The processing of qualitative data—derived from interviews, ACP reviews, and classroom observations—was carried out through categorical analysis, focusing on emergent themes drawn from participants’ experiences and perceptions. In contrast, the survey data were analyzed using descriptive statistical methods, with analytical support provided by ChatGPT.

In terms of ethical considerations, the identities of participating institutions and individuals have been kept anonymous to ensure privacy and confidentiality. Furthermore, the Mendeley reference manager was employed to systematize all cited documentary sources, ensuring accuracy and consistency in the handling of references

The results from the semi-structured interviews were obtained through a systemic analysis, establishing common criteria that allowed for the categorization of responses for subsequent interpretation and analysis. To this end, the responses were synthesized as presented below.

To understand students’ experiences regarding the integration of digital tools into the teaching and learning process, a structured survey was administered to 300 students. The findings reflect their level of satisfaction with digital tools, as presented below.

Table 2.
Distribution of Responses Across Each of the Analyzed Dimensions.

The review of the Annual Curricular Plan (ACP) for the Mathematics subject, complemented by participant classroom observation, made it possible to identify patterns in the use of technology, as shown below.

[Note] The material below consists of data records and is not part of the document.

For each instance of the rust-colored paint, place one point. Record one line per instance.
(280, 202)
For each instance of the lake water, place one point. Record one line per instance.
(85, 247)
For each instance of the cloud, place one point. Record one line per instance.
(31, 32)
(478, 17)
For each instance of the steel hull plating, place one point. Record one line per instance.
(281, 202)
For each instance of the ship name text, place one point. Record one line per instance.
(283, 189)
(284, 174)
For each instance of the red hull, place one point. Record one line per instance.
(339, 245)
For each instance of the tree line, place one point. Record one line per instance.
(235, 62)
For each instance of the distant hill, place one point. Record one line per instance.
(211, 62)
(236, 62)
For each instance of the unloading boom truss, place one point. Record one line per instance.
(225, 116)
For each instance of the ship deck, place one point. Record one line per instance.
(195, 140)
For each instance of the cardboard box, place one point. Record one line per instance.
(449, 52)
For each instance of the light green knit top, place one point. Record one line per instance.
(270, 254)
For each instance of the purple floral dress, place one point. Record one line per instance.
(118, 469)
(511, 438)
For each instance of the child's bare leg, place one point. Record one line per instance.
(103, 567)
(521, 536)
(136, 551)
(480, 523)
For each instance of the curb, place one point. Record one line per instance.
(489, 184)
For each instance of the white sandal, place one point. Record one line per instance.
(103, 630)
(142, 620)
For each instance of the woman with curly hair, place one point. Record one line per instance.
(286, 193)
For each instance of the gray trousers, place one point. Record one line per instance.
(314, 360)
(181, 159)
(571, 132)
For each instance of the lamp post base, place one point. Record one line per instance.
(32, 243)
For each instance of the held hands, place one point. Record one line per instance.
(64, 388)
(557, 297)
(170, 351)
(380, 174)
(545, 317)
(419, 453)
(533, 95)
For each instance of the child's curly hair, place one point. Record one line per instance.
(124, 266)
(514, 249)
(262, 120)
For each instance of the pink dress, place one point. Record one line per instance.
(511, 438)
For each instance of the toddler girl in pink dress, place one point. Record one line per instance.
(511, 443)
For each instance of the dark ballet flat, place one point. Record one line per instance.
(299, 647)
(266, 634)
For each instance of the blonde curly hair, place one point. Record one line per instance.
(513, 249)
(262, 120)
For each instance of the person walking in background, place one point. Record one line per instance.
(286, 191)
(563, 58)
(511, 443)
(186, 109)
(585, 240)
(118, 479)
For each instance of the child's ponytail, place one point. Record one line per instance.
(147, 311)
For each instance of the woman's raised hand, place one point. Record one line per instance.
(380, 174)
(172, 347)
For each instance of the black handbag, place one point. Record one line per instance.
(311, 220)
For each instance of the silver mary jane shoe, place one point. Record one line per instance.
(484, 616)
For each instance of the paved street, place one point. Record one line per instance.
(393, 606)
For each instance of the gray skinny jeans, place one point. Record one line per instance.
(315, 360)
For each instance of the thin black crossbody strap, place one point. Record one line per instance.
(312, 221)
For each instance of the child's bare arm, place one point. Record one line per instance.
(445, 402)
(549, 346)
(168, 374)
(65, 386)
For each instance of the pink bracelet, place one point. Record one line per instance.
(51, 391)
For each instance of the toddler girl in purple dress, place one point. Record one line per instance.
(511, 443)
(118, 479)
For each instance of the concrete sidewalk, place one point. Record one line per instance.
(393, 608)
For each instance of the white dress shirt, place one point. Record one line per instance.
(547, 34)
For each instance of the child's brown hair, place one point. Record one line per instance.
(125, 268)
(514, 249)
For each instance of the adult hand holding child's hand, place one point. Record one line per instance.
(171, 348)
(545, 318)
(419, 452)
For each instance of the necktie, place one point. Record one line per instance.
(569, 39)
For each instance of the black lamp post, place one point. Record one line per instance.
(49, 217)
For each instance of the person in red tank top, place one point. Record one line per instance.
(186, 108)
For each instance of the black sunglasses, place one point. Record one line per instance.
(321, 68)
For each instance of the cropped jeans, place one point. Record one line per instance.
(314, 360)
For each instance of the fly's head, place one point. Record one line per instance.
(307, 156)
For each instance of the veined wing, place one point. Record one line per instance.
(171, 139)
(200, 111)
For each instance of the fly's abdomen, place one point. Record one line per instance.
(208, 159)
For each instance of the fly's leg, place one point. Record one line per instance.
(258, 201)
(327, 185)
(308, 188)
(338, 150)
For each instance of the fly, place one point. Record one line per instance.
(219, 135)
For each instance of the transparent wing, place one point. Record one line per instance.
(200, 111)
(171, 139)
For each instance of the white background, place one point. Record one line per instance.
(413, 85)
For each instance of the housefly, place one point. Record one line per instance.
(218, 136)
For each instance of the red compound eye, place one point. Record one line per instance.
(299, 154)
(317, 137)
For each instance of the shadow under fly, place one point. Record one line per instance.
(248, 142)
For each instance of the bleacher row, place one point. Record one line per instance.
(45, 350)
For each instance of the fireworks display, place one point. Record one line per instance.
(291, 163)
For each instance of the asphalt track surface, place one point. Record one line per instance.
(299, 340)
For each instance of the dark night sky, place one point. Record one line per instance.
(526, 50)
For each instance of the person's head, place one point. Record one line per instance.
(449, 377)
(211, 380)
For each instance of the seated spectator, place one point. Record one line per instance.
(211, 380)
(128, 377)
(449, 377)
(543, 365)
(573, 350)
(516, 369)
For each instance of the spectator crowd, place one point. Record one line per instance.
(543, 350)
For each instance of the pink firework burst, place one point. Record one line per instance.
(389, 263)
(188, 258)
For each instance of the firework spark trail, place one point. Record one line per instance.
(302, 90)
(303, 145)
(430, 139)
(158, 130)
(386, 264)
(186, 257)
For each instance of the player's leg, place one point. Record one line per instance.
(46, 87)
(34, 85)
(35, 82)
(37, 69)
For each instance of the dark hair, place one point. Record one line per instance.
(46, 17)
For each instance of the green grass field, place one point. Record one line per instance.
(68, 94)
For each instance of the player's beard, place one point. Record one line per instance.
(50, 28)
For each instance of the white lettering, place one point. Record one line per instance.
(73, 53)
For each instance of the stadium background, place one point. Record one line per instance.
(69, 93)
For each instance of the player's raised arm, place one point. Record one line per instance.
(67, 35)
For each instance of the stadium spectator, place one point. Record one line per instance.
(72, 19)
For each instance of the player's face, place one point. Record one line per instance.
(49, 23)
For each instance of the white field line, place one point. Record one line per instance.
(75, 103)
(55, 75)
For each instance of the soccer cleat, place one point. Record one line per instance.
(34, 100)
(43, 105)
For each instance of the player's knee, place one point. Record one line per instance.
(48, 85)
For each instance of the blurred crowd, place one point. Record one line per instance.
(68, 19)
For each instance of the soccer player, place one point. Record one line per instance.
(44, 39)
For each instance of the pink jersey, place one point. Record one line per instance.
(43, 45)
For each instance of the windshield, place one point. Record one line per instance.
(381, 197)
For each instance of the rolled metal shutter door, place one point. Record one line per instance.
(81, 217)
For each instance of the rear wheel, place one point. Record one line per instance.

Los The results presented in the previous section enabled triangulation for identifying trends and contrasts in curricular digitalization in the Mathematics subject. For this purpose, organizing the information for discussion was essential. Regarding the teacher interviews, it became evident that although topics related to teaching strategies and digital practices are widely discussed within the scientific community and numerous findings have been published in the specialized literature, a certain resistance and diversity of positions toward the digitalization of curricular elements persist. In this regard, Torres Cahuana et al. (2021) suggest that digitalization is a common tool in the digital age; this aligns with the nature of new generations, which are closely linked to technology. Therefore, pedagogical practices should be characterized by digitalization, as it fosters active student participation and ongoing interaction. However, it must also be considered, from a public policy perspective, that many institutions face limitations in achieving these goals.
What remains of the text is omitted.